Review – Sublime With Rome Cleared the Haze and Brought The Smoke To Red Rocks

Red Rocks Amphitheatre is always an adventure. The venue is a reminder that events worth experiencing take effort. Of course, that’s always easier said than done as a surplus of concert-goers realized when parking staff directed them a mile downhill from the venue. These things happen though, especially when culturally iconic bands such as Sublime with Rome book the venue. Greater influence in greater numbers. The band stopped by Red Rocks Friday night with the likes of GZA of Wu-Tang Clan and opener Katastro to start the weekend right. 

Katastro, live music

Katastro. Photo courtesy of Katastro on Facebook.

The Arizona-based band, Katastro, known for their mellow infusion of rock and hip-hop, fit snuggly into the lineup. Only those who planned accordingly had the pleasure of witnessing the four-piece band, because if you weren’t already in the venue by 6:30, then you were most likely trekking alongside the rest of the corporate workers who couldn’t make the opening set. After all, anyone who missed, “420 on The Rocks” was surely trying to make the next best thing. 

One of the best things about watching artists’ post-COVID shutdowns is their newfound perspective when touring. Being on the road long enough can wear down any person, but once you’re forced to stop and conditions allow for it again, it’s like a fresh retake. GZA made sure to stop, look and appreciate where he was, thanking the good weather, the good people and the hardworking crew as he segued into “C.R.E.A.M.” It was nothing but the classics during GZA’s performance. 

GZA, live music

GZA live at Red Rocks Amphitheatre (2019). Photo courtesy of GZA’s Facebook.

The banter throughout the night was minimal, but where spoken words failed to fill the air, plumes of smoke moved in. Words needn’t be spoken when good vibes are present. Droopy eyelids, lazy head nods and goofy smiles were all the communication needed for attendees. Otherwise, it was all about the stage. 

The moment the sold-out show waited on had finally arrived. The Sublime with Rome members walked out on stage and it was like the haze cleared. The crowd, in full force, cheered and pumped their fist in solidarity, knowing full well the hike was worth it. The ska-reggae phenomenon started their set with the Sublime original, “April 29, 1992 (Miami)” — a song still echoing and relevant in today’s social spheres. After “Doin’ Time,” singer Rome Ramirez addressed the crowd, unable to contain his joy, “Can you believe it’s been two and a half years since we’ve been here?” 

Sublime with Rome, red rocks live

Sublime with Rome at Red Rocks with Rome Ramirez (left) and Eric Wilson (right). Photo by 303 Magazine.

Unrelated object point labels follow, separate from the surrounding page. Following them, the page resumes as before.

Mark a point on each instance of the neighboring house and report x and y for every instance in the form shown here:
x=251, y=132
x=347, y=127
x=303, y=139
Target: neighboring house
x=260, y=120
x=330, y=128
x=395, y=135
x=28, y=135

June of 2019 was their last visit to Red Rocks while promoting the album Blessings. It was different this time around with no new album. There wasn’t a priority to promote, only an eagerness to dive back into live music, much like the attendees. Flowing drinks, live music and the opportunity to “Smoke Two Joints” in one sitting without feeling guilty about it — that’s what concert season is all about.

After “Smoke Two Joints” and their classic “Pawn Shop,” the trio played “Panic” — the introductory track off their first album as Sublime with Rome. It was at this time Ramirez took a moment to realize how far he’d come. From obsessively watching “Incubus Live at Red Rocks” and dreaming of attending to playing the venue, Ramirez made sure to say his gratitudes in front of the crowd. What he failed to include in his progress was the guest they managed to bring. From playing shows as Sublime with Rome to performing along Bad Brains’ H.R. is another feat in itself. If you know punk, you know Bad Brains and that achievement is nothing to be overlooked in Ramirez’s accomplishments. 

Sublime with rome, red rocks live

Bassist Eric Wilson. Photo by 303 Magazine.

For the most part, the night was filled with gratitude, aside from bass player Eric Wilson’s incoherent bass anecdote. Nonetheless, it was well-received by the audience who was happy to see him playing. The physical space was limited and the air was thick with THC but a crowd never looked so comfortable. It was gratuitous on both sides of the performance. As summer approaches and COVID restrictions ease, Sublime with Rome reminds us just how special live shows can be.